Arrivé au pied du bois de Montmaur (territoire de Montpellier), il passe entre les reliefs montpelliérains et de Castelnau-le-Lez au fond d’une gorge. C’est à cette hauteur qu’il reçoit en « soutien d’étiage » les eaux du Rhône fournies par la compagnie du Bas-Rhône Languedoc à un débit de 160 litre par seconde. Il retrouve la plaine littorale avant de quitter Montpellier pour se diriger vers Lattes. Un canal naturel formé entre les étangs de l’Arnel et du Méjean lui permet de rejoindre la mer Méditerranée à Palavas-les-Flots.

Sur son parcours, il est rejoint par plusieurs rivières affluentes, dont le plus connu est le Verdanson qui coule dans Montpellier en grande partie enterré puis endigué. Auparavant, il fut baptisé Merdançon à cause de son odeur : il servait de déversoir aux activités des tanneurs et autres activités odorantes de la ville. Le Verdanson reste une curiosité locale par temps d’orage : en quelques instants, son débit proche de presque rien emplit tout l’espace de digue qui lui est consacré.

Le Lez est un fleuve côtier qui coule dans le département français de l’Hérault, entre les communes de Saint-Clément-de-Rivière et Palavas-les-Flots, en passant par Montpellier. Il débouche dans la Méditerranée. Par son débit à sa source, il est classé septième de France.
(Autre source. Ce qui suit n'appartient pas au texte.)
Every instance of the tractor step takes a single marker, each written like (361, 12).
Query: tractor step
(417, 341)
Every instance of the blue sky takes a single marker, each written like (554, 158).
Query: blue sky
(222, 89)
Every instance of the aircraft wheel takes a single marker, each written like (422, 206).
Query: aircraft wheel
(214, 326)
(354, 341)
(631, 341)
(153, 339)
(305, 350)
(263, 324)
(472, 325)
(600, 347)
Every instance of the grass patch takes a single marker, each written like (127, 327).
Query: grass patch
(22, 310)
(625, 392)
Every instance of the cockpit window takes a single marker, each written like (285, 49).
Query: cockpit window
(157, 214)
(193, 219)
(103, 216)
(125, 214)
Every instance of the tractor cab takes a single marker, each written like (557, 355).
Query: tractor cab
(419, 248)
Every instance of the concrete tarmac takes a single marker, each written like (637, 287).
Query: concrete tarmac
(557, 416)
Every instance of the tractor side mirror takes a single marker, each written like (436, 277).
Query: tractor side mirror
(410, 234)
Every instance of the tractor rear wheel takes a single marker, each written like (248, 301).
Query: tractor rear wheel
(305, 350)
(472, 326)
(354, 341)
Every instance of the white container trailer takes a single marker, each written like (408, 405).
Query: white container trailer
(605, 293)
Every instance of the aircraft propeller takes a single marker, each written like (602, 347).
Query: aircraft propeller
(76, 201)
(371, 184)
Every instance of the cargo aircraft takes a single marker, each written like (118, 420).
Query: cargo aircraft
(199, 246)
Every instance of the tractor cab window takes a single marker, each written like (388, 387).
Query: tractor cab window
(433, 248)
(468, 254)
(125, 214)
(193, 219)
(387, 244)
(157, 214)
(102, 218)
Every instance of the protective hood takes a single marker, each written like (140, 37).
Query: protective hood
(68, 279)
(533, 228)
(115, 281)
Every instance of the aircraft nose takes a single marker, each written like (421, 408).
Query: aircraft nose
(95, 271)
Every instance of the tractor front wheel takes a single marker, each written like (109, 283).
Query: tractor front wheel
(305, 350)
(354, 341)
Les plus vieux textes nous restituent une série de termes gallo-romains : Lesus, Ledus, Lero, Lerus, Lezum, Ledum. Frédéric Mistral dans son dictionnaire Provençal-français indique que le nom « Lez » viendrait de Leich ou Lech signifiant aussi cours d’eau. Quant au passage de Ledum à Lez, il se fit apparemment de façon hésitante, au cours du Moyen Âge.

Le Lez n’est pas seul de ce nom. Il y a un Lez dans la Drôme provençale qui traverse aussi le Vaucluse et se jette dans le Rhône. Il y en a un autre dans l’Ariège, qui sort de l’étang d’Albe, arrose la vallée de Biras et se perd dans le Salat. Le Lez héraultait ne mesure que 29,6 kilomètres, contre 75 pour le drômois et 40 pour l’ariégeois. Cependant il est le seul à mériter le substantif de « fleuve », encore que modeste « petit fleuve côtier », les autres n’étant que des affluents.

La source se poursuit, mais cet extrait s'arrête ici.